# Ball Green Mine – Stroud - July 2010



## Mole Man (Jul 4, 2010)

Some picture of one of the two mines we went in to up there, both mines having a number of good artefacts to see and some very large passages.

There is no real information about the mines that I can find even after a lot of looking around on the web. Best I can say is both were limestone mines, would think they closed in the 60’s and one was used to grow mushrooms in for a period after it closed.







A crane with another crushed crane in the background.






Some small blocks of cut stone.






More cut stone.






File, most lightly used to sharpen a saw for cutting the limestone. 






Bent timber showing that the roof is on the move.

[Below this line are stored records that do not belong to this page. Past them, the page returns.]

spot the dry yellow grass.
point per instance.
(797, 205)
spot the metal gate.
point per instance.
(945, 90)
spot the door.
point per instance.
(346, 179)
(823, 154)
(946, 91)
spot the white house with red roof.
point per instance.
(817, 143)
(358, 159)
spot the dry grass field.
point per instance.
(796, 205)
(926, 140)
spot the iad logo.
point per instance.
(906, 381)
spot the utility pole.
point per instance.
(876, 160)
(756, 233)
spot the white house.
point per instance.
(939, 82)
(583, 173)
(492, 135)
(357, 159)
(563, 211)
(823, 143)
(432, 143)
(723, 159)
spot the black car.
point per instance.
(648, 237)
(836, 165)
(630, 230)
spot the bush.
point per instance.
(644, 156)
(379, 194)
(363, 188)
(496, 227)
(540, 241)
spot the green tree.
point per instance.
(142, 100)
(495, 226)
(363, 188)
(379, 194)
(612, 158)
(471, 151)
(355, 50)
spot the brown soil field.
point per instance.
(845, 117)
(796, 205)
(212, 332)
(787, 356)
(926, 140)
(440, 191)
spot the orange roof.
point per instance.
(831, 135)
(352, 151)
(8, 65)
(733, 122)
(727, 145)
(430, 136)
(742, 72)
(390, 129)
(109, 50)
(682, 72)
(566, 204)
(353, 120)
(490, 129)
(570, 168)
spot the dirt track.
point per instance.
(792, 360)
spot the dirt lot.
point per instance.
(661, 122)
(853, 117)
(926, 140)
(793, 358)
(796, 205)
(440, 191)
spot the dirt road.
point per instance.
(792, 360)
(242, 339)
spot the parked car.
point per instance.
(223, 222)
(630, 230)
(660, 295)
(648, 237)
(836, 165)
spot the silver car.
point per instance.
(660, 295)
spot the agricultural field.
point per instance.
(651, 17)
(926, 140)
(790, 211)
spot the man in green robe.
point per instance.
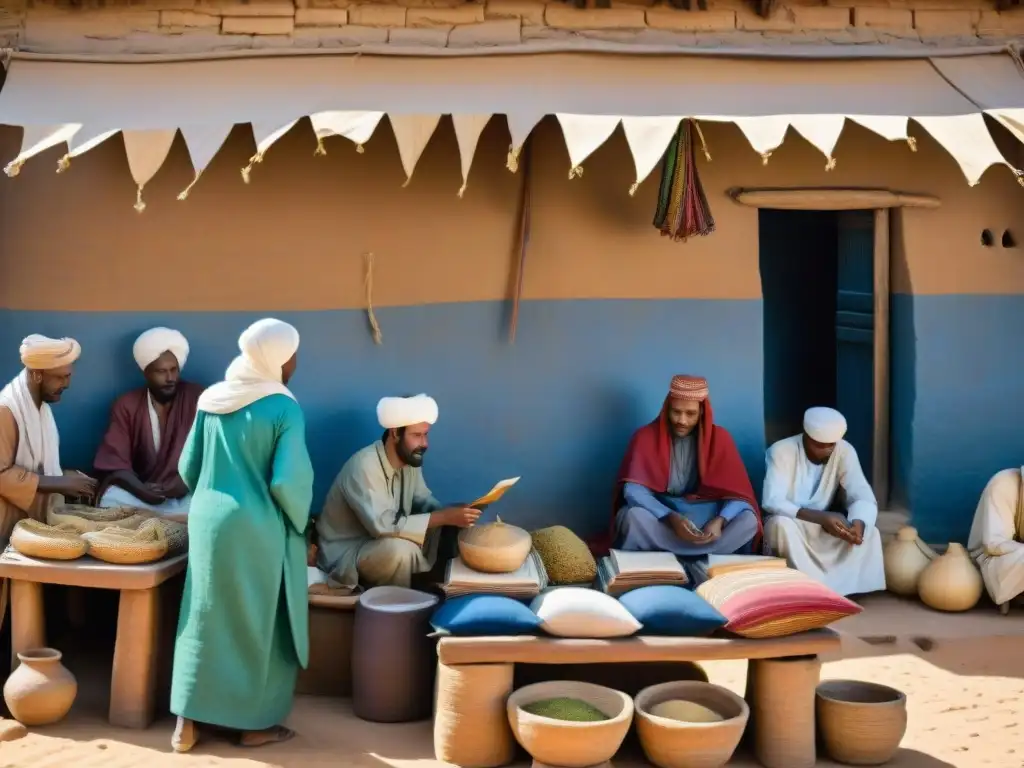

Lots more stuff there but only took a few pictures on the day.


----------



## borntobemild (Jul 4, 2010)

thanks for this. never realised there were mines in the Stroud area. Those blocks look like they could have been cut yesterday.


----------



## tommo (Jul 4, 2010)

nice one mole man been waiting to see these pics, the place looks really good and the old crane is great, how big is the place compared to some of the witshire mines


----------



## Mole Man (Jul 4, 2010)

From what I know would say that one is just a bit smaller than Swan (upper) and the other (lower)is about half the size of Swan, but there is plenty in there to see.

Worth a look if you are round that way tommo.


----------



## tommo (Jul 4, 2010)

Mole Man said:


> From what I know would say that one is just a bit smaller than Swan (upper) and the other (lower)is about half the size of Swan, but there is plenty in there to see.
> 
> Worth a look if you are round that way tommo.



yes mate i think i will, its not far from me, so well worth it, cheers fella


----------